St. Louis? Well, look it, if this was an XFL going head-to-head against the NFL then I’d like the selection of St. Louis a lot more than dumping a team into America’s heartland and playing their games at a dilapidated facility (The Dome At America’s Center) and playing at a time when the entire St. Louis region is paying attention to one thing and one thing only, their beloved Cardinals. If this new St. Louis XFL franchise averages more than 15,000 people a game for their first season, I’ll be beyond surprised.

Seattle? Say, what? In this gorgeous pacific northwest city that is Seahawks-mad all the time, the XFL is going to place a team in a place where they’ll be attempting to turn Hawks fans into XFL fans while also going up against Mariners baseball, while also contending with the brand new Seattle NHL franchise that was announced just this week, while also going up against the MLS franchise, the Sounders, who draw very well in what is a soccer-crazed community? Sure, this will be a rip-roaring winner.

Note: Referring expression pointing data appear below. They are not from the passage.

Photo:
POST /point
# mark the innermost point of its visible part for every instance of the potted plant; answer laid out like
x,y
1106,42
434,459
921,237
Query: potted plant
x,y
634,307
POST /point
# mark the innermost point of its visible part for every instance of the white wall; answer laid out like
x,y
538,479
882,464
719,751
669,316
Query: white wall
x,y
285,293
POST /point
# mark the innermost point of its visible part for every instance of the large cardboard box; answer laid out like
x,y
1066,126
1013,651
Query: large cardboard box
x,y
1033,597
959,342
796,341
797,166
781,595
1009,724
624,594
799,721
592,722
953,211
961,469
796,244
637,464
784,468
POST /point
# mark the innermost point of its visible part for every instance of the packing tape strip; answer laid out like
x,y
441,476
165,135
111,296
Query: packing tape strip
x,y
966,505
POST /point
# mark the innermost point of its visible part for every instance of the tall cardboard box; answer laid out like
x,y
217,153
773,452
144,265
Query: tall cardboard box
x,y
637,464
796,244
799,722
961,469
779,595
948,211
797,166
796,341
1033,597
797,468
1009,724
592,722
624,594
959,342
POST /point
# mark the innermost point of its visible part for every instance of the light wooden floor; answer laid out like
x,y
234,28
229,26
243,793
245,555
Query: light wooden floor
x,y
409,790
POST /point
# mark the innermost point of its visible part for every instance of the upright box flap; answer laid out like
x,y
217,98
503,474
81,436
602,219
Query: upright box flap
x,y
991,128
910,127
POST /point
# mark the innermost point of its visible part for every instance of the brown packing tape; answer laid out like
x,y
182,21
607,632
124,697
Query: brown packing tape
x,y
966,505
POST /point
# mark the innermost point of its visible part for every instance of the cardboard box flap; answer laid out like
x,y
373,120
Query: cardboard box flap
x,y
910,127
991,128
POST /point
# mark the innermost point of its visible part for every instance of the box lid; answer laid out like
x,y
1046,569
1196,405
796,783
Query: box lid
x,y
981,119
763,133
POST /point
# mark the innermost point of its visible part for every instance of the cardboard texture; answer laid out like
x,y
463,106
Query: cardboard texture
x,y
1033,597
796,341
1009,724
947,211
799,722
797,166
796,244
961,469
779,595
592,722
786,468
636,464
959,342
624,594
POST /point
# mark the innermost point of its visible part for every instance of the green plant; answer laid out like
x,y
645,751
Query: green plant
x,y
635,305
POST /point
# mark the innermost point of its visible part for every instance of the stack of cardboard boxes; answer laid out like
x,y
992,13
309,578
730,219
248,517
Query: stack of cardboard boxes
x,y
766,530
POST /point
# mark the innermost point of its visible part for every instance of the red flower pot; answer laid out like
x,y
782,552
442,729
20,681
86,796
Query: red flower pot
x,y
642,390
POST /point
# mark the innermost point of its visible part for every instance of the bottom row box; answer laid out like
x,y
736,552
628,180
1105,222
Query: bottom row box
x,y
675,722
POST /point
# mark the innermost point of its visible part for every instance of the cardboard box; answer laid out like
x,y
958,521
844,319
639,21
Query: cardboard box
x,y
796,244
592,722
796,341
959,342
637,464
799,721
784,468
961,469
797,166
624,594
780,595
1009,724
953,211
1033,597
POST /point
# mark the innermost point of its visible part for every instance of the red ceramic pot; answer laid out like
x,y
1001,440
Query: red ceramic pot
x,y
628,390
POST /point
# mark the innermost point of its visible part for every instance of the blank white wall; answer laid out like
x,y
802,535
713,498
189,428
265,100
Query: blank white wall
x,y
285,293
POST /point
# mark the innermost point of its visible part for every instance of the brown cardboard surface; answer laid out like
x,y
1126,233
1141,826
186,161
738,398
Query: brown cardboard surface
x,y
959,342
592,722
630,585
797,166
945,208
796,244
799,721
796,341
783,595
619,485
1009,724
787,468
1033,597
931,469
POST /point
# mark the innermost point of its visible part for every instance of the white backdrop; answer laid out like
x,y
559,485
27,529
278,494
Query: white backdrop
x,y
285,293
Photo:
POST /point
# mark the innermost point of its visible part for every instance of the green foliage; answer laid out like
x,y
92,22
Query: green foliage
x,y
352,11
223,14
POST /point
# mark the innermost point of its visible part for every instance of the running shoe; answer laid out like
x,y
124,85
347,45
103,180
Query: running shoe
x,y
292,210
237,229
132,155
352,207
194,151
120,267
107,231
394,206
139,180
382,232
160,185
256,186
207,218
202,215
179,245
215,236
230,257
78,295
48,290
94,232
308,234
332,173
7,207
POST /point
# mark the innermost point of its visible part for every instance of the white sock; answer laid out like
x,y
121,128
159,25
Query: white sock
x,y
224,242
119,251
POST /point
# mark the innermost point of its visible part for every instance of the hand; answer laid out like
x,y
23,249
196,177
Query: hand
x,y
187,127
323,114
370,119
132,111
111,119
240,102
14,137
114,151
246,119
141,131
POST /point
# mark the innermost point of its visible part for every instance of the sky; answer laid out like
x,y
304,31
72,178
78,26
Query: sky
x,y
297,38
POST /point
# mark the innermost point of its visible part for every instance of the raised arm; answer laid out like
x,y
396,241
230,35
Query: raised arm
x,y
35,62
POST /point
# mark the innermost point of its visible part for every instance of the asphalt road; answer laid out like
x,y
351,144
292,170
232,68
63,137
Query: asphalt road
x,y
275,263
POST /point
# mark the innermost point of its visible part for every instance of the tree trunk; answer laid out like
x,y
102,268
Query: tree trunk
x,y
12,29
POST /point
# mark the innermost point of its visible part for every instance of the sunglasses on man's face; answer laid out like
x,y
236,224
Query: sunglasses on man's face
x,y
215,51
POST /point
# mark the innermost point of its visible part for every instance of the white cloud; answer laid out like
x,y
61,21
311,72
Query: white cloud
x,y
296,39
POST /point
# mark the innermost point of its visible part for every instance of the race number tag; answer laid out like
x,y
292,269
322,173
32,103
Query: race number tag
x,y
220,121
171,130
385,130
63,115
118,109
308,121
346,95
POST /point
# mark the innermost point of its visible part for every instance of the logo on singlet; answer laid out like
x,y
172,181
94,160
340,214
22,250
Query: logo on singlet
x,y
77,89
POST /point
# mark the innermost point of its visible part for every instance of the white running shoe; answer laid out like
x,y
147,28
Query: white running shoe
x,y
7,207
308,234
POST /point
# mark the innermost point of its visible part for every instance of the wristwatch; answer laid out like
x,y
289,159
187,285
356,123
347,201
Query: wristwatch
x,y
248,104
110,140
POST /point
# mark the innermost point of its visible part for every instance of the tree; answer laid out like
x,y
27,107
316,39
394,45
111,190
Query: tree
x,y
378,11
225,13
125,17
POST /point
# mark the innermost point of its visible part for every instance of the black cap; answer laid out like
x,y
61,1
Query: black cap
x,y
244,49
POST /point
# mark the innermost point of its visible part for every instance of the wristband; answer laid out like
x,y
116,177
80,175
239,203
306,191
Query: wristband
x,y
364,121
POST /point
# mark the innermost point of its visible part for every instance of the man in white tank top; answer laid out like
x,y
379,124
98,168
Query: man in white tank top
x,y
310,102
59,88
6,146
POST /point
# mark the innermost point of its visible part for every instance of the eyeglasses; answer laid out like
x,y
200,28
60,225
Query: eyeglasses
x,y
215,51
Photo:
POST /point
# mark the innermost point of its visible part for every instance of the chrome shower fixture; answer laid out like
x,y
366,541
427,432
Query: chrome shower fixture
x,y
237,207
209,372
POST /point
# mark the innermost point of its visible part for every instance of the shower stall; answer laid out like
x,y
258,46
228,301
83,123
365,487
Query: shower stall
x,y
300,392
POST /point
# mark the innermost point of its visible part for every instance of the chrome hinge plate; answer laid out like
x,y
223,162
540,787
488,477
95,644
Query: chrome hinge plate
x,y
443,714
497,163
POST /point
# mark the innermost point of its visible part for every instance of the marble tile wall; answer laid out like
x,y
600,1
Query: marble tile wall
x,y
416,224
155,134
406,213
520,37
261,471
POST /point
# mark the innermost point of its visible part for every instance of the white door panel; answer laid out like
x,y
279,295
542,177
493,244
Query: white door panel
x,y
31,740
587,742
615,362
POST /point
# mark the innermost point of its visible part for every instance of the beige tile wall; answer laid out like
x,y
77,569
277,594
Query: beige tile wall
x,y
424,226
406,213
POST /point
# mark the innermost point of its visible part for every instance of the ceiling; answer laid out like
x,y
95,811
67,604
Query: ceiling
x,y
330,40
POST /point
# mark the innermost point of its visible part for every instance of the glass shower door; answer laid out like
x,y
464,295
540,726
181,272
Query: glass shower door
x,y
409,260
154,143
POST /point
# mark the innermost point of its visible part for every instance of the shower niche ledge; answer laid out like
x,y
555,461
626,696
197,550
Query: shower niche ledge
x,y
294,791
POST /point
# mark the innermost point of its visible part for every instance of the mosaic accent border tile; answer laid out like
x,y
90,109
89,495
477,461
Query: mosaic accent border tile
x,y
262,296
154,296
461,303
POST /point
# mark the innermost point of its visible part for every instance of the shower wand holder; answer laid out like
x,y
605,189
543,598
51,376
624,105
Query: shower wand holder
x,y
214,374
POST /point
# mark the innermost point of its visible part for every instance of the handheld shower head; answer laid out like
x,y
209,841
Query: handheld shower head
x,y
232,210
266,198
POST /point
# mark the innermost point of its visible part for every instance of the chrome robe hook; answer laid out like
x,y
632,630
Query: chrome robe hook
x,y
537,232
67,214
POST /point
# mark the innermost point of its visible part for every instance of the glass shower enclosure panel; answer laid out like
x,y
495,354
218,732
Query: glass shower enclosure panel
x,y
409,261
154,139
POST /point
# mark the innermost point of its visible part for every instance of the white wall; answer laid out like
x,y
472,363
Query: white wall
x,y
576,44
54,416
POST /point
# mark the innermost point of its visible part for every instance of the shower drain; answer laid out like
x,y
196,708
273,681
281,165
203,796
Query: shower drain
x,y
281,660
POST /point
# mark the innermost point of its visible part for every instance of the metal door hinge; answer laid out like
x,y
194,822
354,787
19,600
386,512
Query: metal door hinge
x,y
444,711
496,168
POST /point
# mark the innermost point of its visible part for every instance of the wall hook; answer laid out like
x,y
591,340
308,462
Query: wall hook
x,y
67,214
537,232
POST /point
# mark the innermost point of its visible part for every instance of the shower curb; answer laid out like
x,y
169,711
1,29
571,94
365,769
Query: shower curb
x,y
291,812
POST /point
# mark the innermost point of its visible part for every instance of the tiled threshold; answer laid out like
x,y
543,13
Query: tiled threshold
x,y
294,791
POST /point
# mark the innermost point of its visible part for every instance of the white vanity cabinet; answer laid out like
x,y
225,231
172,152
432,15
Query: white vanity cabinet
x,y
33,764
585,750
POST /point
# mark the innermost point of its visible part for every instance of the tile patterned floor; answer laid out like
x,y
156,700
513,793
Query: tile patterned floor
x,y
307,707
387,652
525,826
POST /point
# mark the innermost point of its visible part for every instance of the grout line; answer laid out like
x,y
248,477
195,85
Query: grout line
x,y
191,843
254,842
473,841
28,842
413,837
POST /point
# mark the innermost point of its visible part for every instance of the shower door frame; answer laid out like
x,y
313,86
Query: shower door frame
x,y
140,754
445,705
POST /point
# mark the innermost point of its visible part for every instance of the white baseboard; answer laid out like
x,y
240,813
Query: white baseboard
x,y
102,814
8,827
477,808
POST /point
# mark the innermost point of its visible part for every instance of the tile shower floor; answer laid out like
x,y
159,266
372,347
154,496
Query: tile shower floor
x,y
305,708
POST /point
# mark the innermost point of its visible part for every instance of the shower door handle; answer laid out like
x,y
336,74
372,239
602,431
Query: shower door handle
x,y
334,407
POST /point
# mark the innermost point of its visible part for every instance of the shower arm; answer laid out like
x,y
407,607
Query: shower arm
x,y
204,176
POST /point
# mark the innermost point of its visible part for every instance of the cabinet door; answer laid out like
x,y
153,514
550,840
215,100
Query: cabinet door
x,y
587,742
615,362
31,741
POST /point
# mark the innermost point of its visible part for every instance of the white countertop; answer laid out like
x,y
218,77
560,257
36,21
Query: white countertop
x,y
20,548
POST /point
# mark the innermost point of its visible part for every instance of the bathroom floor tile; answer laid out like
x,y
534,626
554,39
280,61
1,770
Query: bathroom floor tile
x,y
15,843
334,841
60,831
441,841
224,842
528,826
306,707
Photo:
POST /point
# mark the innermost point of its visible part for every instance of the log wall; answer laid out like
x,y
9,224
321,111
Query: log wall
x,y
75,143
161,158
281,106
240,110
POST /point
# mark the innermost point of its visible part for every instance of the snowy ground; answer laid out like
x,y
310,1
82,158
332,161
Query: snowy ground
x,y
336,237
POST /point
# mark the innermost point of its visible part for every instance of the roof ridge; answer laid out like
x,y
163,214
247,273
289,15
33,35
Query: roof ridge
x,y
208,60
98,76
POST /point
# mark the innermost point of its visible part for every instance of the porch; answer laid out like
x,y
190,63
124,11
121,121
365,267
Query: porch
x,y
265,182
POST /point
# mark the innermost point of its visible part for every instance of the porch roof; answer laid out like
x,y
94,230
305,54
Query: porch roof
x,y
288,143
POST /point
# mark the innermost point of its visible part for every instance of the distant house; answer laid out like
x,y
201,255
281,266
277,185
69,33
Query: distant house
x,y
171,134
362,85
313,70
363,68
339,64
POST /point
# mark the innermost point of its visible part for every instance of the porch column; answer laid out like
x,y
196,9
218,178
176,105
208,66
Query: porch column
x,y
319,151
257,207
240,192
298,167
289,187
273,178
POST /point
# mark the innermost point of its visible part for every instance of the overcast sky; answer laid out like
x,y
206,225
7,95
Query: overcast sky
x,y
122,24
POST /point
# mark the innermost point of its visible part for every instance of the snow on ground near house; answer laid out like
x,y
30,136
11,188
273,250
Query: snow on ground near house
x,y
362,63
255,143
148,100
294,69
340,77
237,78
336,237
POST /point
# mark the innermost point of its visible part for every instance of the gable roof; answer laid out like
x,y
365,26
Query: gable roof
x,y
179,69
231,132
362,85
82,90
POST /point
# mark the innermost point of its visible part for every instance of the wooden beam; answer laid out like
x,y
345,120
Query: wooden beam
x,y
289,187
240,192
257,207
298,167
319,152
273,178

Pittsburgh? PITTSBURGH??? Do I even need to write anything about how this will fail before it even gets off the ground? If anything I hope they bring back the nickname of the cities previous USFL franchise and coin them the Pittsburgh Maulers.

Ditto forXFL franchise in New York, Philadelphia, Washington, etc.

I believe the people of Omaha, Memphis, San Diego, San Antonio, and Tulsa, to name a few places, are wondering if the success of minor-league football would have a better chance of succeeding in their communities more than just about all of the places the XFL has chosen with their 8 charter franchises.

I could go through the other cities they rolled out and continue to cite chapter and verse why nobody is going to give two shits about their brand new XFL team, but I won’t waste your time…even though that’s exactly what the XFL is doing to us all by creating a league that nobody wants and during a time where nobody will care, and in cities that will forget there’s even an XFL team in town after the first 2-weeks of play.

This is actually insane when you think about it, the introduction of not one, not two, but THREE spring league’s, all who expect the American sporting public to pay attention, be enthusiastic, spending their disposable dollars on a minor league product played at a time where most people are exhaling after the Super Bowl who had their fill of football, and are looking forward to other things on the sporting calendar.

When the XFL wants to get serious, when any of these ridiculous spring league’s wishes to have me pay attention, someone wake me up when the announcement is made that one of these leagues has decided to go big or go home by challenging the National Football League on their own turf and in the same season.

Otherwise, I’ll pass and consider these various spring football projects to be a complete waste of my time, because that’s exactly what they will be.